AUVABIO
Vers la structuration d’une filière locale de fruits et légumes bio en Auvergne

En 2018, pour gagner du temps sur la commercialisation de leurs produits et s’assurer un prix rémunérateur, huit maraîchers bio ont choisi d’organiser collectivement leurs ventes. Trois ans plus tard, ce sont plus de 50 producteurs qui ont rejoint le fonctionnement d’Auvabio.

Vers la structuration d’une filière locale de fruits et légumes bio en Auvergne
Journée technique sur le légume de plein champ au Biau Jardin de Gerzat, septembre 2020.

Faire le choix de la vente directe est très coûteux en temps, comme le souligne Nathanaël Jacquart, maraîcher depuis 2008 dans le Puy-De-Dôme : « Assurer des distributions pour des Amap tard le soir, les marchés tôt le matin, cela commençait à ne plus être compatible avec une vie de famille ». Quant à la vente des surplus sur le marché de demi-gros, « les producteurs se faisaient concurrence entre eux parce qu’ils avaient tous des surplus au même moment, alors même que la demande de ce marché était très forte », explique Coralie Pireyre, conseillère à la Frab Aura1 et bientôt salariée d’Auvabio.

Pour y remédier, huit maraîchers ont fait le choix de planifier et vendre collectivement une partie de leur production sur le marché de demi-gros à destination des magasins bio spécialisés, des supermarchés locaux, des épiceries et de la restauration collective (via Auvergne Bio distribution) et commerciale. Ils ont ainsi pu limiter le temps consacré à la vente de leurs produits, tout en se positionnant sur un marché prometteur.

Un GIEE pour fixer un cap

La volonté de travailler de concert n’est pas nouvelle. « On a tenté plusieurs fois de se mettre autour d’une table pour travailler ensemble mais ce n’était jamais le bon moment : quand on n’a pas de temps d’animation, c’est toujours difficile de lancer une dynamique », explique Nathanaël Jacquart.

C’est le dépôt en 2018 d’une demande pour se constituer en groupement d’intérêt économique et environnemental (GIEE) qui a permis d’entériner cette émulation collective au sein de l’association Auvabio. Comme le souligne Coralie Pireyre, alors animatrice du GIEE porté et accompagné par la Frab Aura, « on avait besoin de ce cadre pour structurer la réflexion, cela nous a permis de nous poser et de nous obliger à définir des objectifs ».

Une charte pour le groupe

Après un an de réflexion collective, la charte d’Auvabio est finalisée, et instaure une règle centrale : « Les producteurs adhérents ne sont pas autorisés à vendre leur production aux clients d’Auvabio de manière isolée. De cette façon, les clients ne sont pas en mesure de faire jouer la concurrence pour tirer le prix vers le bas. On fixe un prix plancher, cela nous redonne la main », déclare Nathanaël Jacquart, qui ajoute que les acheteurs y trouvent également leur compte : « On n’est pas plus cher que les autres et la planification collective permet d’assurer un approvisionnement régulier du marché ».

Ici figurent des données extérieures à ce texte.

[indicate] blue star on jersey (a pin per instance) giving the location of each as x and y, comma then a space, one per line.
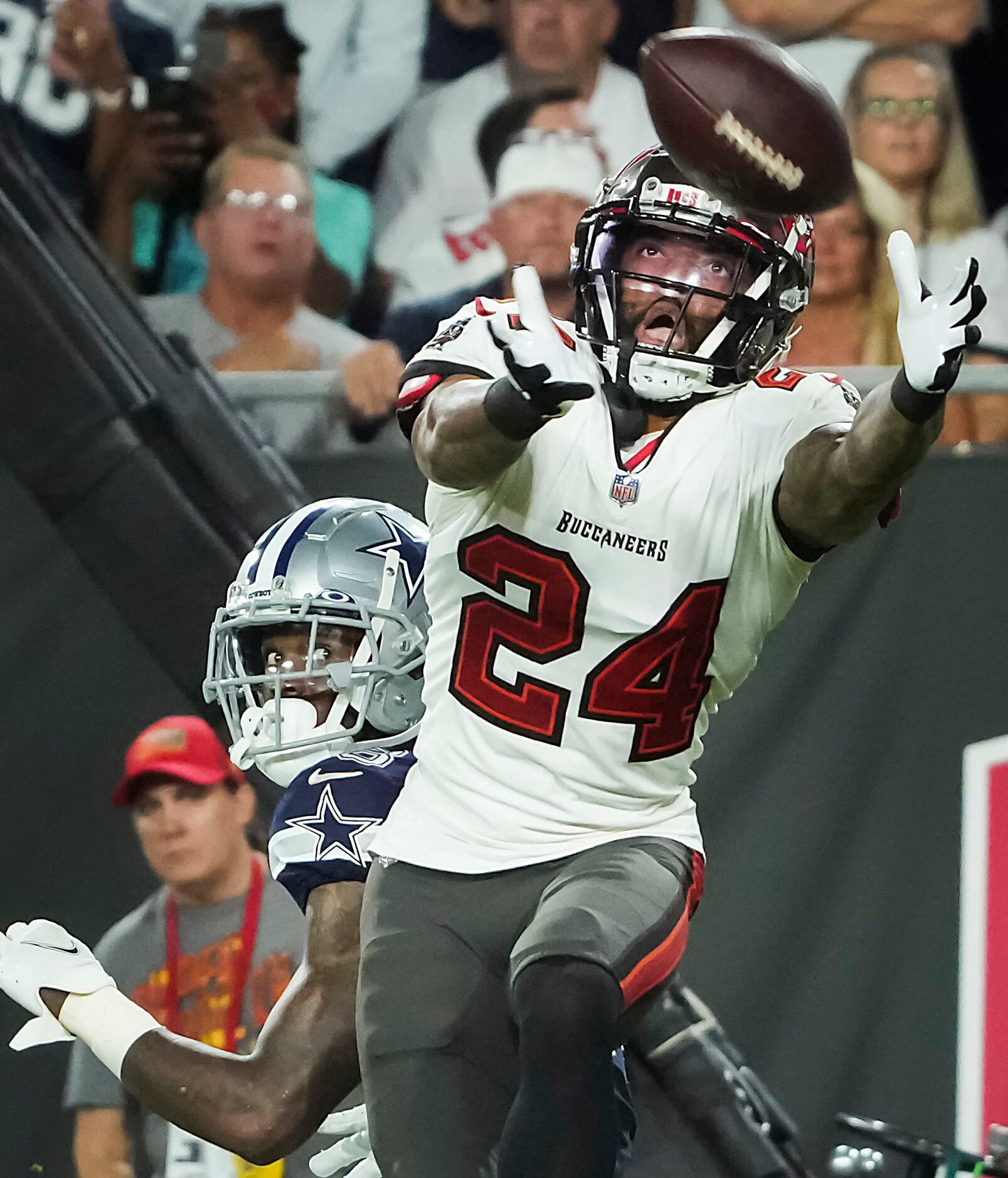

Aider à produire mais aussi à vendre

Auvabio a suscité l’adhésion de plus de 50 producteurs. Pour Coralie Pireyre, ce succès s’explique par le fait qu’il n’était pas seulement question d’accompagner les agriculteurs dans l’amélioration de leur système de production, mais aussi de les aider à trouver des débouchés : « Un projet de développement sans réflexion sur la commercialisation peut être déstructurant pour la filière puisque les producteurs seront mis en concurrence les uns avec les autres. Ils vont discuter au sein de leur groupe en oubliant qu’il existe peut-être un autre groupe à côté qui fait la même chose. Il faut sortir d’une réflexion à l’échelle de l’exploitation pour rentrer dans une réflexion à l’échelle d’une filière locale ». Cette réflexion collective sur la partie vente contribue au maintien de l’agriculture dans sa globalité : des exploitations davantage centrées « culture » ou « élevage » peuvent ainsi diversifier leur activité sans déstabiliser les exploitations maraîchères, et comme le raconte Nathanaël Jacquart, « certains agriculteurs préparent la transmission de leur ferme en créant un petit atelier sur un hectare, afin qu’un jeune puisse plus facilement reprendre la suite ».

Comité technique de la région Auvergne Rhône-Alpes

1. Frab Aura : Fédération régionale de l'agriculture biologique d'Auvergne Rhône-Alpes.